— Ты знаешь, что такое — идейный? — спросила Нильгюн.
— Как не знать, — ответил Метин. — У меня сестра есть, ей недавно промыли мозги, а я каждый день это наблюдаю.
— Дурак!
— Хотите молока, Метин-бей?
— Ребята, перестаньте, ребята! — повторял Фарук-бей.
— Не хочу я молока, — ответил Метин.
Я сбегал на кухню, перевернул хлеб. Мозги ей, говорит, промыли. Пока всем не очистят мозги от грязи, пустых верований и лжи, никому из нас нет спасения, поэтому я пишу многие годы, поэтому, Фатьма, говорил Селяхаттин-бей. Я налил себе стакан молока и выпил половину. Хлебцы поджарились, и я отнес их.
— Когда Бабушка на кладбище начнет молиться, вы тоже молитесь! — говорил Фарук-бей.
— Я забыла все молитвы, которым меня научила тетя, — сказала Нильгюн.
— Как ты быстро все забыла! — сказал Метин.
— Дорогая моя. я тоже все забыл, — сказал Фарук-бей. — Я говорю вам — вы только разведите руки, как Бабушка, чтобы она не расстраивалась.
— Не беспокойся, разведу, — сказал Метин. — Я на такие вещи внимания не обращаю.
— И ты разведи руки, хорошо, Нильгюн? — попросил Фарук-бей. — Да на голову что-нибудь завяжи.
— Хорошо, — согласилась Нильгюн.
— Это не будет противоречить твоим идеям? — спросил Метин.
Я вышел из столовой и пошел наверх, к Госпоже. Постучал в дверь. Вошел в комнату. Она уже позавтракала и опять стояла перед шкафом.
— Что случилось? — спросила она. — Что тебе нужно?
— Хотите еще стакан молока?
— Не хочу.
Я собирался забрать ее поднос, как вдруг она закрыла дверцу шкафа и крикнула:
— Не подходи!
— Да не подхожу я к вашему шкафу, Госпожа! — ответил я. — Вы же видите, я только поднос забираю.
— Что они там делают, внизу?
— Собираются ехать.
— Я еще не выбрала… — проговорила она, но затем будто вдруг смутилась и посмотрела на шкаф.
— Поторопитесь, Госпожа! — сказал я. — А то поедем по самой жаре.
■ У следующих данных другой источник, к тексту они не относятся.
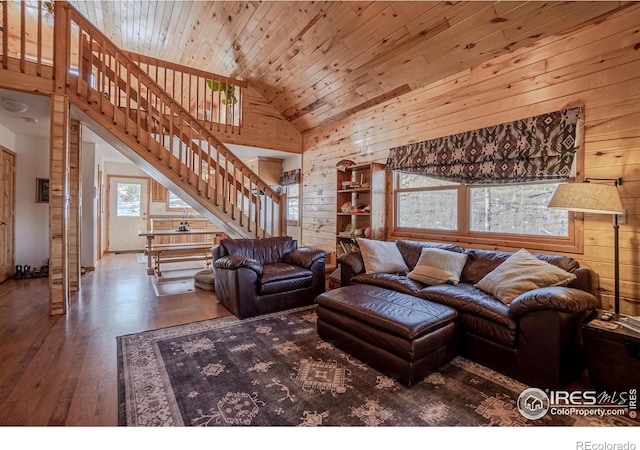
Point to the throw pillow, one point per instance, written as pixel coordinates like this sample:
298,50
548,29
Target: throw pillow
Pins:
438,266
522,272
381,256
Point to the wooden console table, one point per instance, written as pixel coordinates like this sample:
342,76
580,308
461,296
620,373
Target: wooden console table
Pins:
188,251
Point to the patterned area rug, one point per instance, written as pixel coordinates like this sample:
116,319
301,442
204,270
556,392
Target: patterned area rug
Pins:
274,370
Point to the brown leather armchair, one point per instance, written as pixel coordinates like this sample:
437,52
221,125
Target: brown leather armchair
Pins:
259,276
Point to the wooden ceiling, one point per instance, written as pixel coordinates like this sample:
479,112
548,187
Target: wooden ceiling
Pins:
318,62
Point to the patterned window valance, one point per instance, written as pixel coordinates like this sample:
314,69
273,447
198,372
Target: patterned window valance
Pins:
290,177
533,149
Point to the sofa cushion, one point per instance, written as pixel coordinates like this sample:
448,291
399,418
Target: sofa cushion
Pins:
411,250
392,281
381,256
468,299
520,273
281,277
489,329
438,266
481,262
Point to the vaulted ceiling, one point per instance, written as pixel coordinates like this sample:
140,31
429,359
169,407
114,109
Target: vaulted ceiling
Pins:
318,62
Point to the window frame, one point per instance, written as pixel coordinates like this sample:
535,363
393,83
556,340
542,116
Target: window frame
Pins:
572,243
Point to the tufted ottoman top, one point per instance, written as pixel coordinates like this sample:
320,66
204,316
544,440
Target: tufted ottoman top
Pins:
394,312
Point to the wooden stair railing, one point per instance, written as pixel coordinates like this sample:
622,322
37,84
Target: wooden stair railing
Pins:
121,97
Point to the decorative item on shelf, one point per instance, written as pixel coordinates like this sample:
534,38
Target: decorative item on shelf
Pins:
346,207
42,190
594,198
344,164
360,209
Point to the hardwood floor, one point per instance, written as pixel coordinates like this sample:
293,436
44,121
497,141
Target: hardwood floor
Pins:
62,370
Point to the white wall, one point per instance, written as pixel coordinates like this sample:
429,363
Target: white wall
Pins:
32,219
7,139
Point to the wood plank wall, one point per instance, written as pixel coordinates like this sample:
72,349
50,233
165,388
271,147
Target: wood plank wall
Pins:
596,65
263,126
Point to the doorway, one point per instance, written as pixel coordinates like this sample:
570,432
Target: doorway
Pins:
127,210
7,212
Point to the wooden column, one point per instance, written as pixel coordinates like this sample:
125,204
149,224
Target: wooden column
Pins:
75,199
58,205
59,169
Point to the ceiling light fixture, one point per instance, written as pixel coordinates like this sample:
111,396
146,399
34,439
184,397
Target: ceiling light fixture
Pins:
13,106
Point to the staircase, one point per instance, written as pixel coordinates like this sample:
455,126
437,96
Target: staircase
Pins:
119,99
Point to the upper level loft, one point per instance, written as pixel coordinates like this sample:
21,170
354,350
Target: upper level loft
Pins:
32,35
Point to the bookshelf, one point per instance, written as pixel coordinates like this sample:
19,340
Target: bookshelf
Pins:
360,201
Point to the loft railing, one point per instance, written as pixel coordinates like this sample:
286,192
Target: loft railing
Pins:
27,37
112,89
214,100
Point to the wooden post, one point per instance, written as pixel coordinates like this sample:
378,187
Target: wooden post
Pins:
75,202
282,222
58,205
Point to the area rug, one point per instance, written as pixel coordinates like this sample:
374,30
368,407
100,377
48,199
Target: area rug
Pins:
274,370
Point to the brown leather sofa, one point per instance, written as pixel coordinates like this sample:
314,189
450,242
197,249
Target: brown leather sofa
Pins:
259,276
536,339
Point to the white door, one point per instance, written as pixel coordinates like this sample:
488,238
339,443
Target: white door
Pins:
127,213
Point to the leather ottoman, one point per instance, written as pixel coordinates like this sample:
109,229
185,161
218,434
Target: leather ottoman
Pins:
401,335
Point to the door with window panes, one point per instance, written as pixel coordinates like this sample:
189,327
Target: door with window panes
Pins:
127,213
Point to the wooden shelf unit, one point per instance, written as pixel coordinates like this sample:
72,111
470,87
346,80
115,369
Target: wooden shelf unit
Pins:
372,175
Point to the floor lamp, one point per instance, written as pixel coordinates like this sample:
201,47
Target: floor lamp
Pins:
594,198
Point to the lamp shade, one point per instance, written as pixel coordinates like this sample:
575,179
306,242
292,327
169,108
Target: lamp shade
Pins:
587,197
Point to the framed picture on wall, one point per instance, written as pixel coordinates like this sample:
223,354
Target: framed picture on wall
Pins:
42,190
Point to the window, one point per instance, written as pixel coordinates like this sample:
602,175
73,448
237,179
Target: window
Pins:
128,200
514,214
518,209
176,203
293,204
424,202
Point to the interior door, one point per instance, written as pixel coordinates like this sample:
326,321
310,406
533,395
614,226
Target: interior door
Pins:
7,208
128,203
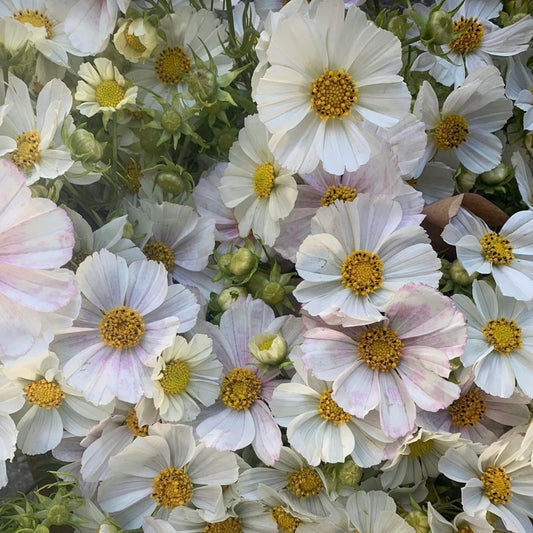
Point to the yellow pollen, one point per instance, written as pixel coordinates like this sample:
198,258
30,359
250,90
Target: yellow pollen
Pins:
230,525
328,409
132,421
421,448
172,487
338,192
504,335
44,393
471,35
121,327
171,64
497,485
285,521
160,252
333,94
468,409
176,377
36,18
305,482
497,249
451,132
27,152
380,348
362,272
264,180
132,40
109,93
240,389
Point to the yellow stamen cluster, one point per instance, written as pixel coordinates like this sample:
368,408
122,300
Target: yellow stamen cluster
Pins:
468,409
380,348
497,249
172,487
504,335
36,18
240,389
46,394
330,410
362,272
497,485
471,35
171,64
264,180
305,482
451,132
27,152
333,94
338,192
121,327
160,252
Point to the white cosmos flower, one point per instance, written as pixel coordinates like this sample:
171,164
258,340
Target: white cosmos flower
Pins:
326,74
166,470
506,254
479,40
468,117
358,255
259,190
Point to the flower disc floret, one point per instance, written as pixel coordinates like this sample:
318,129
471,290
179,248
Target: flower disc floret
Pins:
504,335
380,348
240,389
45,394
333,94
121,327
305,482
362,271
497,485
451,132
172,487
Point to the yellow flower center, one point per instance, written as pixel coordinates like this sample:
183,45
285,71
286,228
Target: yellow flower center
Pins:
468,409
230,525
362,272
504,335
171,64
305,482
44,393
451,132
176,377
36,18
172,487
329,409
132,421
285,521
497,485
160,252
471,35
333,94
240,389
121,327
497,249
338,192
109,93
380,348
132,40
421,448
264,180
27,152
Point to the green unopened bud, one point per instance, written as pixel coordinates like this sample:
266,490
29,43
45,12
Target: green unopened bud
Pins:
229,295
440,27
418,520
268,348
58,515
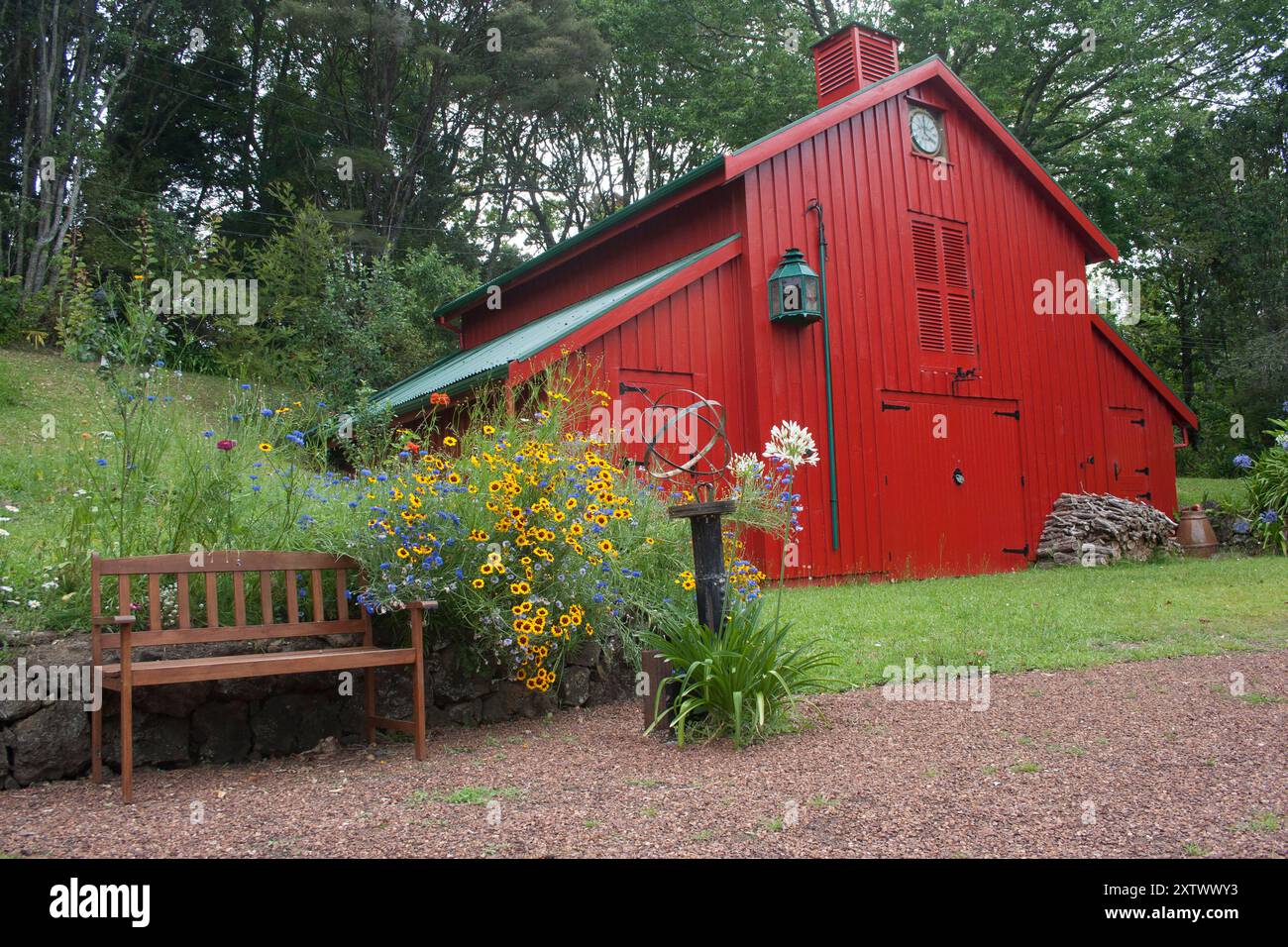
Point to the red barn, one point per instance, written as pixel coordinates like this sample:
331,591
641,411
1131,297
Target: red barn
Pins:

— Ладно, ладно… Закрой дверь получше.
Я спустился на кухню, налил воду для грязной посуды. Допил свое молоко, подождал, пока согреется вода; заволновался, вспомнив о кладбище; стало грустно; задумался о предметах и инструментах из кладовки. На кладбище ведь иногда хочется плакать. Сходил к ним, Метин-бей попросил чаю, я отнес. Фарук-бей курил и смотрел во двор. Все молчали. Я вернулся на кухню, вымыл посуду. Когда пришел к ним опять, Метин-бей уже сходил оделся. Я тоже вернулся на кухню, снял передник, проверил, в порядке ли галстук и пиджак, расчесал волосы, улыбнулся себе в зеркале, как всегда, когда стригусь в парикмахерской, и вышел к ним.
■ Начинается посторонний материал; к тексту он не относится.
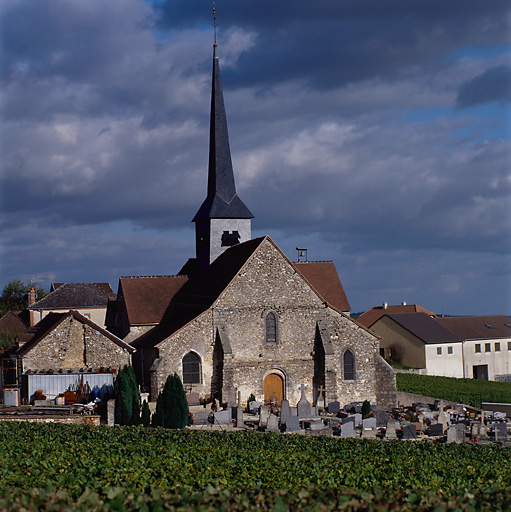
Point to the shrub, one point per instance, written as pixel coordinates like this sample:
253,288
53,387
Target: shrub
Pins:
171,405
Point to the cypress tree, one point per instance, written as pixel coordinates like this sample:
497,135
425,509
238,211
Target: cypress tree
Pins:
171,405
121,409
146,414
126,384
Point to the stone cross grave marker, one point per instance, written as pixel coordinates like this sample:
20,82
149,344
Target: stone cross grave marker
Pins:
293,424
285,411
334,407
500,431
436,430
369,423
409,432
263,415
304,406
273,423
390,432
321,400
348,429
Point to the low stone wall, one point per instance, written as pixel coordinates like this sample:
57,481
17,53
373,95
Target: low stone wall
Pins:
74,419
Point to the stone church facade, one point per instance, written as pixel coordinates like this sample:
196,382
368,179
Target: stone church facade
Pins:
267,333
247,320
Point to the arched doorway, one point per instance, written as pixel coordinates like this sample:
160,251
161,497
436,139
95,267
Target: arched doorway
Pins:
273,389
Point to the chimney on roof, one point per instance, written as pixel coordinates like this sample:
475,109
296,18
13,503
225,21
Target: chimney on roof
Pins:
31,296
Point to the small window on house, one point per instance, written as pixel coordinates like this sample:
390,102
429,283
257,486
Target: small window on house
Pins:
348,365
271,328
191,369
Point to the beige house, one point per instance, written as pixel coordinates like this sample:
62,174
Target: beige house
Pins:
65,345
89,299
247,320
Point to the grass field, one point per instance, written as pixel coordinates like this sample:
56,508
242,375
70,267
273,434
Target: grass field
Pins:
65,467
467,391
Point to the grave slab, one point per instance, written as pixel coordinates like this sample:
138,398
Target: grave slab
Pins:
293,424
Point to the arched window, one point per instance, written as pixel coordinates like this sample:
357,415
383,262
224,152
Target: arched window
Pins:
348,365
271,328
191,369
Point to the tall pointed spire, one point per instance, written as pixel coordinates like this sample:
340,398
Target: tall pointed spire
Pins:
223,219
222,202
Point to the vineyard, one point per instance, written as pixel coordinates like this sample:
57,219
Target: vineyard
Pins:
66,467
466,391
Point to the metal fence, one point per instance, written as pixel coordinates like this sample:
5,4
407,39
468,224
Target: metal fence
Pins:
53,385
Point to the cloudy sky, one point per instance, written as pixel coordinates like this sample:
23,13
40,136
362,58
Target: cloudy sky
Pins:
375,134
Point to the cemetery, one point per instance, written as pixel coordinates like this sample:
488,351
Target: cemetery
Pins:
440,421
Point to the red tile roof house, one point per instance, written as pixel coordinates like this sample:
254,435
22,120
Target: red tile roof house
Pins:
90,299
59,351
476,347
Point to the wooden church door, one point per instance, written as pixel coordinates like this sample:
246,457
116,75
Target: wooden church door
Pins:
273,389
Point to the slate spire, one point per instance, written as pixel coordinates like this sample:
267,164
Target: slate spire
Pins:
222,202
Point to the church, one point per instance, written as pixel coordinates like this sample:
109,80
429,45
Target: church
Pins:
241,317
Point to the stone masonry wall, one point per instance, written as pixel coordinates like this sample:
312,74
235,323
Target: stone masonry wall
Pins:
72,346
269,283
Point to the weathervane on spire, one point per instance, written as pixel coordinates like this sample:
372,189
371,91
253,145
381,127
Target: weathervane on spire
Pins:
214,20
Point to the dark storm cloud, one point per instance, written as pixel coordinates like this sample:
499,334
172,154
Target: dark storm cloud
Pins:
342,129
331,43
492,85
— Мы готовы, — сказали все трое.
Я поднялся наверх. Ну вот, Госпожа наконец оделась. Опять на ней то же черное, страшное пальто; Госпожа высокая, но ее рост с каждым годом уменьшается, и поэтому подол пальто уже касается пола, а из-под него торчат острые носы ее старомодных туфель, как носы двух хитрых лисичек-сестричек. Она повязывала на голову платок. Увидев меня, точно смутилась. Мы немного помолчали.
— По такой жаре вы во всем этом вспотеете, — сказал я.
— Все готовы?
— Все.
Она оглядела комнату в поисках чего-то, посмотрела, что шкаф закрыт, опять что-то поискала и, опять взглянув на шкаф, сказала:
— Ну что, помоги мне спуститься.
Мы вышли из комнаты. Она видела, что я закрыл дверь, но сама еще раз подтолкнула ее рукой. У лестницы она оперлась на меня, а не на свою палку. Мы медленно спустились вниз, вышли во двор. Пришли остальные. Мы уже сажали ее в машину, как вдруг она спросила:
— Вы хорошо закрыли двери?
— Да, Госпожа, — ответил я, но все-таки пошел еще раз подергал дверь, чтобы она убедилась, то дверь закрыта.
Слава богу — наконец она уселась в машину.